China’s inventory market could roll back Friday’s profits

(RTTNews) – China’s inventory market wrote Friday the end of the two-day slide in which more than 25 points fell, or 0. 7 percent. south on Monday.

Global forecasts for Asian markets are weak due to continued pressure on generation stocks, such as economic recovery considerations. European and US markets fell on Friday and Asian markets are expected to hold their own.

The SCI closed sharply upwards friday following profits from monetary stocks, real estate stocks and insurance and oil companies.

During the day, the index rose 67. 65 issues or 2. 07% to 3,338. 09 after trading between 3,268. 53 and 3,338. 32. Shenzhen’s composite index rose 32. 92 emissions, or 1. 51%, to finish at 2,219. 91.

Wall Street’s advantage was negative, as stocks first showed a lack of direction on Friday, but fell under strain as the day progressed, prolonging recent losses.

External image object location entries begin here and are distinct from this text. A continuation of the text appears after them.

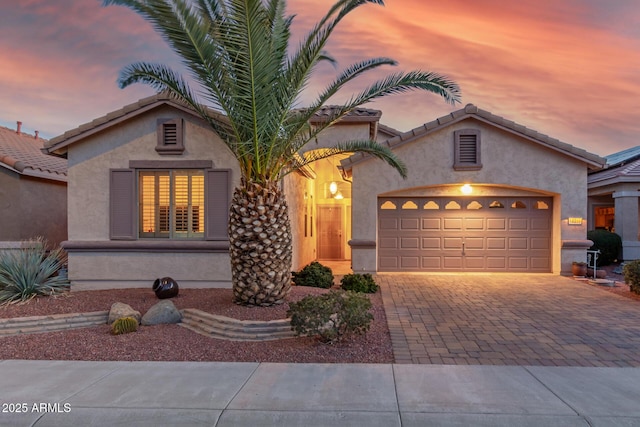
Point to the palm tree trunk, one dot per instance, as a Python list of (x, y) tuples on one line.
[(260, 244)]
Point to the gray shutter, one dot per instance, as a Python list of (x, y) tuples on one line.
[(218, 195), (467, 150), (122, 204)]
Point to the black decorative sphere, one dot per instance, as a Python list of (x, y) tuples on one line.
[(165, 288)]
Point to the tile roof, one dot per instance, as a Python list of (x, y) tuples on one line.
[(471, 111), (58, 144), (623, 156), (22, 153)]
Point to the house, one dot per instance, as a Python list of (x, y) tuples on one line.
[(483, 194), (33, 190), (614, 197), (149, 187)]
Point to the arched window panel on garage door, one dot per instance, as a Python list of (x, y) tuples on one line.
[(431, 205), (388, 205), (409, 204), (510, 238), (452, 205), (474, 205)]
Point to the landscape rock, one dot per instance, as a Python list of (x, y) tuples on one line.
[(164, 312), (119, 310)]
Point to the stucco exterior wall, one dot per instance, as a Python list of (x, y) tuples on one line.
[(32, 207), (510, 164), (89, 162)]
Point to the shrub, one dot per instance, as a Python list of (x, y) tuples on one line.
[(31, 271), (331, 316), (609, 244), (359, 283), (124, 325), (314, 274), (632, 275)]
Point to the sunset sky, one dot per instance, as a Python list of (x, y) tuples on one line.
[(566, 68)]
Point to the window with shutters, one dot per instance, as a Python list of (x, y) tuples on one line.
[(170, 137), (467, 149), (171, 204)]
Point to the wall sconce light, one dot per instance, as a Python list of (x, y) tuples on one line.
[(333, 187)]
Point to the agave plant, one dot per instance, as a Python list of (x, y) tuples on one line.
[(240, 56), (31, 271)]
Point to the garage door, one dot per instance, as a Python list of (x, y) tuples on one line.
[(464, 234)]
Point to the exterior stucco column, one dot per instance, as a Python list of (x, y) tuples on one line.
[(626, 222)]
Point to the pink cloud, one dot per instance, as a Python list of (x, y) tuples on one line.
[(565, 68)]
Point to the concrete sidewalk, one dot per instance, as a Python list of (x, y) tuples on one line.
[(64, 393)]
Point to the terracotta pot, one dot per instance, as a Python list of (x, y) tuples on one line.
[(165, 288)]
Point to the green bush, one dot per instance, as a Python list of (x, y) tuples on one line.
[(331, 316), (359, 283), (609, 244), (632, 275), (314, 274), (31, 271), (124, 325)]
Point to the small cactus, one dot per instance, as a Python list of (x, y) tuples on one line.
[(124, 325)]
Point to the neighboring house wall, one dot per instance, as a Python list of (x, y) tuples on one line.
[(95, 260), (33, 190), (510, 165), (618, 188)]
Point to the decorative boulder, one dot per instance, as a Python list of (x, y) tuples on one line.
[(119, 310), (165, 288), (162, 313)]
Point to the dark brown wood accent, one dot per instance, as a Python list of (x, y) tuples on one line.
[(217, 198), (122, 204), (170, 164)]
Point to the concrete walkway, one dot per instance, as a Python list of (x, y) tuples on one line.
[(509, 319), (60, 393)]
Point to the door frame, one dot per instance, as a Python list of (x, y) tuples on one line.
[(319, 228)]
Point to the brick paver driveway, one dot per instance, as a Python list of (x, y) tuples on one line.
[(508, 319)]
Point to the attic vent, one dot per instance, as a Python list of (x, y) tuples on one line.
[(467, 149), (170, 134), (170, 137)]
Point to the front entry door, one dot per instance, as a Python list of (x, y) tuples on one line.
[(330, 232)]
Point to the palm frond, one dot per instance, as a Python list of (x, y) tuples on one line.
[(238, 53)]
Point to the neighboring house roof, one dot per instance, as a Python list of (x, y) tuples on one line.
[(623, 156), (593, 161), (22, 153), (623, 166), (357, 115), (623, 172), (387, 130)]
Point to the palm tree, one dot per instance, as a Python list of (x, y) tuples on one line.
[(237, 51)]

The Dow Jones trading average fell 244. 58 points, or 0. 88%, to close at 2. 7657. 42, while the NASDAQ skidded 117. 02 points, or 1. 07%, to finish in 10793. 28 and the

Wall Street’s weakness due to a continued drop in generation stocks, with generation giant Apple (AAPL) recording a significant drop. Large generation corporations such as Google Parent Alphabet (GOOGL), Amazon (AMZN) and Microsoft (MSFT) also recorded significant losses.

Traders also expressed fear about the economic outlook following the Fed’s latest financial policy announcement and economic assessment. Less than two months into the election, it seems unlikely that lawmakers will approve any other stimulus bills to help the economics of the coronavirus pandemic.

Crude oil futures stabilized upwards on Friday as costs rose after a sharp drop in U. S. crude oil inventories. But it’s not the first time And OPEC’s resolve to push for greater compliance with production cuts. Barrel.

Closer to home, China will provide information on the active rates of September later this morning; One-year loan rates are solid at 3. 85%, while five-year rates are expected to remain unchanged at 4. 65%.